PHP Mailer上传文件的正确方法

Question

Hi can someone help with this bit of code I am trying use to handle and test my file uploads in PHPMailer? It basically checks that the file is correct and then renames the file name by using the users name plus field name and a date and time. There are multiple files but I am not using a multi uploader but instead separate fields so I can keep a track of which file is which.

The script seems to work and there are no errors in the php error logs but I'm told this is a security flaw in my previous post and that my "pathinfo call should be testing the path to the tmp_name of the actual file and NOT the given original name. This is a serious security flaw."

Unfortunately I'm not sure which of the 2 usages of pathinfo is wrong. If I change $file["name"] to $file["tmp_name"] for $imageFileExt then I don't get a file extension and if I change $file["name"] to $file["tmp_name"] on $imageFileType then I just get wrongfile error. Any help would be much appreciated. Thanks.
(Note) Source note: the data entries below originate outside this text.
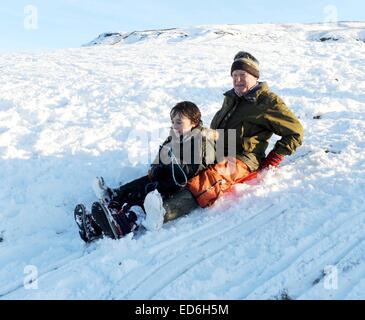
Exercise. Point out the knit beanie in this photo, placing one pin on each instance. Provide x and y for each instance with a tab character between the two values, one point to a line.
246	62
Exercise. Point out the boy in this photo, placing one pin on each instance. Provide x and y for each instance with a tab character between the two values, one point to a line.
189	149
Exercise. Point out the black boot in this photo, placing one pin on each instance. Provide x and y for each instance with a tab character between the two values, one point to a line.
116	223
88	230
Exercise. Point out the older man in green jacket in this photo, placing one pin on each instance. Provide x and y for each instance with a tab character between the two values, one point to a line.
256	113
250	115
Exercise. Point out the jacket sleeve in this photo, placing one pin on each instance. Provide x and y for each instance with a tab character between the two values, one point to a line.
283	122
    foreach ( $_FILES as $key => $file ) {
    
    //get the file extension
                $imageFileExt = strtolower( pathinfo( $file["name"], PATHINFO_EXTENSION ) );
    
//change the name of each file in $_FILES array to 
//the persons name plus file field plus date plus time plus file extension 
//such as :joe_bloggs_bank_statement_1_9_10_21_10_55.jpg
//and joe_bloggs_pay_slip_1_9_10_21_10_55.jpg
                $file['name'] = clean($_POST['appName']). "_" . $key . "_" . $dateKey . "." . $imageFileExt;
    
    // get the file type
                $target_file = $target_dir . basename($file["name"]);
                $imageFileType = strtolower(pathinfo($target_file,PATHINFO_EXTENSION));
    
    
    // get file size
                $check = getimagesize($file["tmp_name"]);
                if($check === false) {
                    $fileMessage .=  $key."=noimage,";
                    $uploadOk = 0;
                }
    
    // Allow certain file formats
    
            else if($imageFileType !== "jpg" && $imageFileType !== "png" && $imageFileType !== "jpeg"
                   && $imageFileType !== "gif" ) {
                    $fileMessage .=  $key."=wrongfile,";
                    $uploadOk = 0;
                }
    
    // Check if file already exists
            else if (file_exists($target_file)) {
                    $fileMessage .=  $key."=fileexists,";
                    $uploadOk = 0;
                }
    
    
    // Check file size
            else if ($file["size"] > 20000000) { //20mb
                    $fileMessage .=  $key."=toobig,";
                    $uploadOk = 0;
                }
    // creates a set of links to the uploaded files on the server 
    // to be placed in the body of the email (the files themselves do not get attached in the email
                $fileString .= strtoupper($key).": <a href='example.com/uploads/".$file['name']."'>".$file['name']."</a><br>";
    
    
            }

Answer 1

I think you may be confused by the distinction between these things. The file itself is a bunch of bytes provided by the user. Its filename is metadata about that file, also supplied by the user. The tmp_name is also metadata about the file, but is safe because it is not supplied by the user.

At no point are you using move_uploaded_file() or is_uploaded_file() . These are necessary to validate that the uploaded files are real uploaded files that have been handled correctly by PHP before your script is run. That's the very first thing you should do before trusting anything else in $_FILES .

The reason it's important to not trust the name property is that filenames can be used as an attack vector, for example by including path traversal sequences (such as ../ ), SQL escapes ( ' ), or characters that might do unexpected things if used in shell contexts ( \ , > , etc). The tmp_name is generated by PHP itself and does not contain user-supplied data, though you need to use the functions mentioned above to ensure that this is real data and not also injected by the user.

Similarly, the filename can't be relied upon to tell you accurately what type a file is – search for "polyglot files" for why that can be a problem.

You don't show what's in your clean() function, so we can't say whether what it does is effective.

In your previous question I referred you to the PHPMailer send file upload example . This shows how to handle an upload safely. For example, it takes whatever name is provided and hashes it, producing a string that is guaranteed to be safe from user-supplied data that is not.